Dina Razin is on a mission: to honour famous middle eastern women with her symbolic art works. The stories of these writers, artists, architects and other inspiring women have largely been untold, overlooked or downplayed, within Western narratives. But Razin is now shining a spotlight on them with her empowering, illustrative images, to be shared with audiences right across the globe.
An award-winning Syrian/Iraqi artist, Dina Razin pictures each of her inspiring Middle Eastern muses with her an inside, female gaze:
“I focus my work on the female figure and the empowerment of women. I’m often inspired by the strong females I encounter in my life, while at times also shedding light on their vulnerabilities.”
Art history is, of course, saturated with paintings of Middle Eastern women by great western male artists. However, the likes of Ingres and Gérôme historically used these female figures to offer eroticised, exotic fantasies for their viewers’ consumption.
Challenging the canon, Razin explores these women beyond such stereotypes, to present them as complex individuals, whose inner worth is as important as their external beauty.
As she also recognises, Razin’s heritage also influences her unique style: she interweaves contemporary portraiture with botanical imagery and pattern, referencing Islamic design principles, such as symmetry and abstraction.
“Inspired by my Middle Eastern heritage and background, I incorporate a lot of botanical elements in my work”.
Who better to tell the inspiring stories of these Middle Eastern women than Razin? In her own words, here are the Famous Middle Eastern Women who she has chosen to illustrate, with her reasons why:
Ghada Samman (b.1942)
A Syrian poet and journalist. Many of her works have been translated from Arabic into languages such as English, French, Italian, Farsi and more. Pursuit of personal freedom and self-expression inspired most of her writing. She is also famous for utilizing symbolism, which helped her address what is considered taboo social and political issues that might have been difficult to tackle directly. For example she is famous for the use of animals in her works. My illustration is inspired by a poem called” One bird on the tree is better than 10 in the hand”.
Umm Kulthum (1898 – 1975)
Umm Kulthum was an Egyptian singer, songwriter, and film actress, who was given the title “Kawkab el-charq” (‘the planet of the Orient’). She is considered a national icon in Egypt, and is one of the greatest singers in the history of Arab music. She has retained a near-mythical status among young Egyptians and the Arabic World.
May Ziadeh (1886 – 1941)
A Lebanese-Palestinian poet, essayist and journalist. In addition to her writing, May established a literary salon in 1912 which was frequented by many Arab intellectuals.

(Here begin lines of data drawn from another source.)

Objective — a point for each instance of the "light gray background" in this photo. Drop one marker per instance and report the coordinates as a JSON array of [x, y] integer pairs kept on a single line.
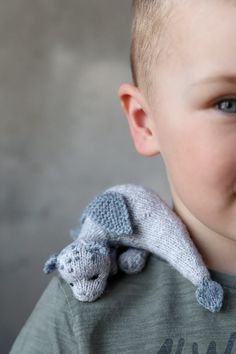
[[63, 135]]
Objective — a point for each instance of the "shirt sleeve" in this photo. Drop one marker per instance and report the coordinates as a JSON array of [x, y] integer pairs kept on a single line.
[[49, 328]]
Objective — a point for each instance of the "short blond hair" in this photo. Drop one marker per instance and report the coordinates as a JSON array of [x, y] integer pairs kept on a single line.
[[149, 20]]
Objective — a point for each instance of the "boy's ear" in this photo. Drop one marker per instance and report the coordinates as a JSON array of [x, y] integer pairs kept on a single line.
[[139, 118]]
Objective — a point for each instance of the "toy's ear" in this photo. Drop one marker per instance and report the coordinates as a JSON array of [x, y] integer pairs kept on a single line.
[[110, 211], [51, 264]]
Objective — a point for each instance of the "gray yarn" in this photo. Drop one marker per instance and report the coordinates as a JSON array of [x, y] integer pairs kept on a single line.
[[133, 216]]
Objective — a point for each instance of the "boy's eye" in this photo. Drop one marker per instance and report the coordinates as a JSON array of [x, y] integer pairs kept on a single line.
[[228, 105]]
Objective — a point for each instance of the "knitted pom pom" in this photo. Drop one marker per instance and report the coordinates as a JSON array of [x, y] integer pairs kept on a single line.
[[210, 295]]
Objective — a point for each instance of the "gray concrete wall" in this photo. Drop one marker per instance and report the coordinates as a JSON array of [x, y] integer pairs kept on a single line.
[[63, 135]]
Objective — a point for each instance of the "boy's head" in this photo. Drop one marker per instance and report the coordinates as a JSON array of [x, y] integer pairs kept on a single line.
[[179, 48]]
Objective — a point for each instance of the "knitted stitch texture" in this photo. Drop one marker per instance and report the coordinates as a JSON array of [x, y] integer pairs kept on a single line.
[[133, 216]]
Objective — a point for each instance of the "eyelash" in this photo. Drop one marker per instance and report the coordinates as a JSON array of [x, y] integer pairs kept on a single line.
[[226, 99]]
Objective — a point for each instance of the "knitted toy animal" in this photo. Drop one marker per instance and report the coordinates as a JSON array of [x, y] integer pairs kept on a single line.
[[134, 216]]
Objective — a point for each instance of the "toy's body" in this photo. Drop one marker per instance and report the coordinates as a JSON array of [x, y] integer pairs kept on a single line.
[[133, 216]]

May was involved in the women emancipation movement and called for the liberation of women. She never married but had exchanged letters for 19 years with literary genius Lebanese-American poet and writer, Khalil Gibran. Although they never met, the correspondence lasted until Gibran died in 1931.
Zaha Hadid (1950 –2016)
Iraqi architect and artist, who is one of the most important figures in architecture in the 20th and 21st centuries. Hadid was influenced by Suprematism and Russian Avant-garde. The crown I chose to place on her head is inspired by her design for the Iraqi parliament in Baghdad. Selecting her for this project shows the role Iraqi women play in their society which is usually overshadowed by the traditional oppressed image perceived by the west.
Hayv Kahraman (b.1981)
Iraqi/American artist, who explores subjects like war, immigration, inequality and victimization of women. ‘War-aq’, the Arabic word for playing cards, is a very personal group of her works. She combined the idea of a scattered deck of cards with the experiences of five million displaced Iraqis, such as herself. Born in Baghdad, she fled to Sweden with family during the Gulf War, studied in Florence, and is currently based in Los Angeles.
Taheyya Kariokka (1915 – 1999)
Egyptian dancer and actress who starred in movies during what is described as the Egyptian film industry’s “Golden Age”. She was a talented dancer, singer, and actress. She was also a political activist who was imprisoned for her political activism and she used her privilege in prison to protect political prisoners and other female prisoners from the inhumane conditions they were forced to live in.
Dina Razin currently has a solo show ‘Reclaiming the Muse’ at Winterbourne House and Gardens in Birmingham, England. It features 20 artworks created for my first book, ‘Muse’ (Penguin, 2022), which explores the incredible lives, talents and aspirations of women, and some men, who have performed the role of muse for artists.